February 4th to 6th we hosted the 8th Nordic Workshop on Digital Foundations of Business, Operations, Strategy, and Innovation (DBOSI-26) and DBOSI PhD day at the University of Gothenburg. The workshop was a success attracting 70 participants which is the record for DBOSI.
DBOSI was kicked-off with the PhD Day organized by Lisen Selander at beautiful Ågrenska Villan at the heart of Gothenburg. The PhD Day attracted 25 PhD student from around Europe. During the day students were mentored in small groups by a team of superstar mentors from the fields of Information Systems, Management, and Organizations. Mahya Ostovar delivered an inspiring keynote, encouraging students to follow their research passion and dare to take a stance.

Over the next two packed days, the main workshop unfolded as a lively conversation about emergent research ideas on how digital technologies are reshaping work, organizations, and society.
We opened with Claire Bogusz Ingram’s industry keynote tracing her own journey from studying Bitcoin libertarians to working at the Swedish Central Bank (Riksbanken). From there, the conference branched out into parallel sessions that showcased the breadth of ongoing research on digitalization across many contexts and disciplines. Papers on online labor platforms explored rhythms of platform work, data-driven collective action, and how workers navigate precarious digital labor market. In parallel, public sector sessions unpacked the sociotechnical realities of digitalization, where asphalt, algorithms, and administrative logics collide.
The first day’s discussions culminated in a keynote by Ola Henfridsson, who challenged us to think differently about decentralized organizing through tokenization. Which provided a great continuation to the discuss from the first keynote. The afternoon sessions on cyberphysical systems and data futures, examined everything from prototyping physical-digital ventures and vertical farming to romantic love, metadata, and the paradoxes of datafied healthcare.
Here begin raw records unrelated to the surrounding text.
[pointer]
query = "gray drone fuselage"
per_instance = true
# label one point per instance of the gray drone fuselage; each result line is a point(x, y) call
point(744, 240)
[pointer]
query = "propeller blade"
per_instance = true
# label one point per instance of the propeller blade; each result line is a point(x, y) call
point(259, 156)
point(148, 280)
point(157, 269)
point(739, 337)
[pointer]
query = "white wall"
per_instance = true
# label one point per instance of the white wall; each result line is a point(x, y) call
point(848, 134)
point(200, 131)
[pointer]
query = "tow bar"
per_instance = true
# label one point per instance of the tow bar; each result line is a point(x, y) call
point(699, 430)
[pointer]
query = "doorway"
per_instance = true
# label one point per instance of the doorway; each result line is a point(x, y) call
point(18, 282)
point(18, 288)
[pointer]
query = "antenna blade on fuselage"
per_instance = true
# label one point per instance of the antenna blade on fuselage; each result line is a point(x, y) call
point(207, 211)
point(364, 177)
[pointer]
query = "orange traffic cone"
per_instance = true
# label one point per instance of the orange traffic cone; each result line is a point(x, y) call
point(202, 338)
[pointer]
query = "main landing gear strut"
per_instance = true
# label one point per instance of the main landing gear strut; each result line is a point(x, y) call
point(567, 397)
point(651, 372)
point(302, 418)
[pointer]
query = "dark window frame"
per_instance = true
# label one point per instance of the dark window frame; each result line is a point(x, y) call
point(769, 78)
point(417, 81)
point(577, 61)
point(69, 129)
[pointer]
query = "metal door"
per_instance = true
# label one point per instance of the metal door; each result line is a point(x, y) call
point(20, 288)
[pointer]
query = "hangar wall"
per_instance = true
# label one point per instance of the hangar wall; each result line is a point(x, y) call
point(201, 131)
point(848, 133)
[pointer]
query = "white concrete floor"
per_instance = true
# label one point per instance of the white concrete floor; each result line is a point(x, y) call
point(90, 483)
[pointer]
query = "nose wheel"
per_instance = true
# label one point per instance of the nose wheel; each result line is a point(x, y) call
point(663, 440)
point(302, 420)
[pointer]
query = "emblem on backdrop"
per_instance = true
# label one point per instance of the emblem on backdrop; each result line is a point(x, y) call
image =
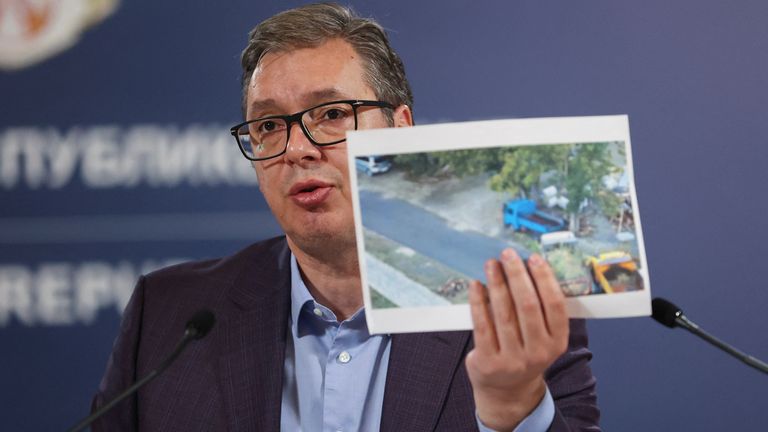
point(34, 30)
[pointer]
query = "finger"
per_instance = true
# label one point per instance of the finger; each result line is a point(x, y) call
point(533, 329)
point(551, 297)
point(484, 332)
point(502, 307)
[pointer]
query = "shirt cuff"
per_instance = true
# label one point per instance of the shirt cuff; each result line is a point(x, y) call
point(538, 420)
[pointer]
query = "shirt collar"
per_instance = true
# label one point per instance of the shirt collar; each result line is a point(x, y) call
point(303, 305)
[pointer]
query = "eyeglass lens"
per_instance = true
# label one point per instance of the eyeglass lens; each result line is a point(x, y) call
point(269, 136)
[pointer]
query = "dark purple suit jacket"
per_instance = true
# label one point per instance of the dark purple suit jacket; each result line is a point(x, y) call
point(232, 379)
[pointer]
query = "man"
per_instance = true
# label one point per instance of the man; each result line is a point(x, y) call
point(290, 350)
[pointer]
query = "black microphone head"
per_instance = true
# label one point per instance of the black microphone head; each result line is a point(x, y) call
point(201, 323)
point(665, 312)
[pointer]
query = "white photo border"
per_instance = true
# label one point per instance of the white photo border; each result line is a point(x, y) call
point(490, 134)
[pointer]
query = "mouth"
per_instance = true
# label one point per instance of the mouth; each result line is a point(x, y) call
point(310, 193)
Day two opened with Tina Blegind Jensen’s keynote on sensemaking reminded us that work is not just performed through technologies but interpreted, negotiated, and emotionally processed through them. The workshop sessions for the rest of the day encompassed various aspects of human-AI relations in the context of work, including discussion of nursing, law practice and software engineering. Beyond AI at work workshop participants discussed governance of digital infrastructures, ethics and accountability, as well as a prescient threat of algorithmic violence in warfare.
At the closing session we reflected on the workshop and looked ahead to the next edition (DBOSI-27) which will be organized at Aalto University in Espoo, Finland.